The student loan scandal will go down in history as the biggest scandal -- so big it made the front page of The New York Times and The Washington Post and so big that liberal bloggers got their shorts all up in a bunch -- that had NO victims who suffered financial harm.
I would almost bet a $1,000 that these state programs offer some of the lowest interest rates and fees on loans anywhere --lower than other lenders and lower than what the government Direct Loan program charges.
"Corrupt" is a loaded word that ought not be used casually, even on a blog! No one has proven any pattern of conduct that rises to that level. A stupid email or two do not the crook make.
Screw grants and scholarships, just guarantee student loans for enough for a student to get by.
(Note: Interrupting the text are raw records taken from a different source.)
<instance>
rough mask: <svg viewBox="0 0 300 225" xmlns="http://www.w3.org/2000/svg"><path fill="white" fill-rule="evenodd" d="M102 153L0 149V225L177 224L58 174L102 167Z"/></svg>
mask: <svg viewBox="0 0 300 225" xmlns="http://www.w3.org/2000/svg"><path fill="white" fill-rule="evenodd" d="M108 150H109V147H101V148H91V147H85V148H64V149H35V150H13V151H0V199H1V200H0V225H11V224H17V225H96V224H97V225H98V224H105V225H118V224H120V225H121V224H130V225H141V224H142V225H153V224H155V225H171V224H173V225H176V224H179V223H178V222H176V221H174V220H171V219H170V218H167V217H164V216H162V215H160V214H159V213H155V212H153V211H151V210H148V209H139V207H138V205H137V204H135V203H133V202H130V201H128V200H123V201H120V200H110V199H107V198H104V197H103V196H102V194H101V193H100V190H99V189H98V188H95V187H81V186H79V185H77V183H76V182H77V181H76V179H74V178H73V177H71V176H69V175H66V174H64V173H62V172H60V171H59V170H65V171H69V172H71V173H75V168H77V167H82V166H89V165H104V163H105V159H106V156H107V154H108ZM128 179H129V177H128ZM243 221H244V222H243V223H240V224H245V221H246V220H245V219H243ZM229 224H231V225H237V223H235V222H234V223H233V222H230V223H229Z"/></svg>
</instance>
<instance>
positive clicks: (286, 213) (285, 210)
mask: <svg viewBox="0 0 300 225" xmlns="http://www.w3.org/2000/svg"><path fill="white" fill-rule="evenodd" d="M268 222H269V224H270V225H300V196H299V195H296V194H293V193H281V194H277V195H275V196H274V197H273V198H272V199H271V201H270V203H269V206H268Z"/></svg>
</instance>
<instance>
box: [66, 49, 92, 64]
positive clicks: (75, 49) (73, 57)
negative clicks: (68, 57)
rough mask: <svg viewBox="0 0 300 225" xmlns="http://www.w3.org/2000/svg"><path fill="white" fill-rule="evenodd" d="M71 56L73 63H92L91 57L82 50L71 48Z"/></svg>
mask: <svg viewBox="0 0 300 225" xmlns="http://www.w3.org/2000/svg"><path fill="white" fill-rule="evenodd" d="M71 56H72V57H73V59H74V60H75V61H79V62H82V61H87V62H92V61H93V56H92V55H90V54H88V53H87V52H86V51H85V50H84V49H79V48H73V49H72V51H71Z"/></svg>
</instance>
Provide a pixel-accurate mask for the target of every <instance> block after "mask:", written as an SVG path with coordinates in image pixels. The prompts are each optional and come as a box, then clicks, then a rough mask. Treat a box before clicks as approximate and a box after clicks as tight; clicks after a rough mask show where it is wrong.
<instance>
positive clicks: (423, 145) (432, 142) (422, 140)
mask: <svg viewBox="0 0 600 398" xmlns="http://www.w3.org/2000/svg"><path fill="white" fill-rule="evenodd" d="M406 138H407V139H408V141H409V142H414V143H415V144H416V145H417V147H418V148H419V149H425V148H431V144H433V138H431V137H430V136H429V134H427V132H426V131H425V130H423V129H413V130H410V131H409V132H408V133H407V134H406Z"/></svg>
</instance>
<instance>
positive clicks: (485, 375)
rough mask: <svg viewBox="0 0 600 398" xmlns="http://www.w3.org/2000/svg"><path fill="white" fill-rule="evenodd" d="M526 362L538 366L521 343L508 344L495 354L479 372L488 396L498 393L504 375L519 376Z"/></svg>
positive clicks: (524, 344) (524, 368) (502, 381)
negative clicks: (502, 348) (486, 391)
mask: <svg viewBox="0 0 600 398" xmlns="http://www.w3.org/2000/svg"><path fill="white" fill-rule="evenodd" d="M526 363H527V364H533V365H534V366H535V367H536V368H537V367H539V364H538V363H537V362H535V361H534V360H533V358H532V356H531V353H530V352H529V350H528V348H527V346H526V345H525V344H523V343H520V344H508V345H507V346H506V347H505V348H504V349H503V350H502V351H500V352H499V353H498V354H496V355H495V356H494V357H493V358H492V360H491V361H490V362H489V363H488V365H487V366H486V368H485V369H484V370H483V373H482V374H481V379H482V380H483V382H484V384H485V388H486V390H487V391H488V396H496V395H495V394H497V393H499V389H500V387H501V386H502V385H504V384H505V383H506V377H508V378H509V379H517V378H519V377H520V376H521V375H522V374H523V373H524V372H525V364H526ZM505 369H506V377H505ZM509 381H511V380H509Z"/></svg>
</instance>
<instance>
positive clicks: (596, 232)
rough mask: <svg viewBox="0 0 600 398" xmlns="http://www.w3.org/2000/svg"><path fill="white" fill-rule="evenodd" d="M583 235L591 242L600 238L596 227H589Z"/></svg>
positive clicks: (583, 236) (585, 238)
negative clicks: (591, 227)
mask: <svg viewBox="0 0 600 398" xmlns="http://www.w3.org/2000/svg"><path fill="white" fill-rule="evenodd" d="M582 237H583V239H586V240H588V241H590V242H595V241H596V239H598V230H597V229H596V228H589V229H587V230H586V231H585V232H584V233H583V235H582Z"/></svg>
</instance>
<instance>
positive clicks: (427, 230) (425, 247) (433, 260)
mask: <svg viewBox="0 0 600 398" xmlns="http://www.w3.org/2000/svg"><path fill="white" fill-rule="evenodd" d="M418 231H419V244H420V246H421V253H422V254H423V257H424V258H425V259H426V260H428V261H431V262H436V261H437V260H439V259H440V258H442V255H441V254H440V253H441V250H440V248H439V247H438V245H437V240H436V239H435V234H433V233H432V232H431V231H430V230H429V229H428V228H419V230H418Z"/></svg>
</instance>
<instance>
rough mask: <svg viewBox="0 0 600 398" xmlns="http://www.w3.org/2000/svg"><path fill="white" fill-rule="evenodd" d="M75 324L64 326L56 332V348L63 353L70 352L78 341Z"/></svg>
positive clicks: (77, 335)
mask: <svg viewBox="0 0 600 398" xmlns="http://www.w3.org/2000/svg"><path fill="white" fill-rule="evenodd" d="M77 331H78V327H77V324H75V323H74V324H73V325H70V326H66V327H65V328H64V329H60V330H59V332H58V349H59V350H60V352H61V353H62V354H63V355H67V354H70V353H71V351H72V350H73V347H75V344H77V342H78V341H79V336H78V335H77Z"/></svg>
Guess what, I got loans and Im now out of money for the next month because the FAFSA calculation can't really be personal enough to really factor in correct expenses. So instead of being able to borrow enough (I didn't cap out my loans either, I have alot of free tuition, but that counts against my total borrowing capacity) I either have to get a bank to give me a personal line of credit or use credit cards with astronomical rates that will acrue for the next three years until I graduate and get a job.
SO Im looking at over 100k in debt at rates between 6% and 20% (if I have to use credit) and we wonder why a ton of college students end up having to move back in with parents when condos are reaching 1 million a piece and rent is around a thousand a month for your half of that two bedroom apartment with peeling paint and crappy heat.
Very interesting. Thanks for the insight.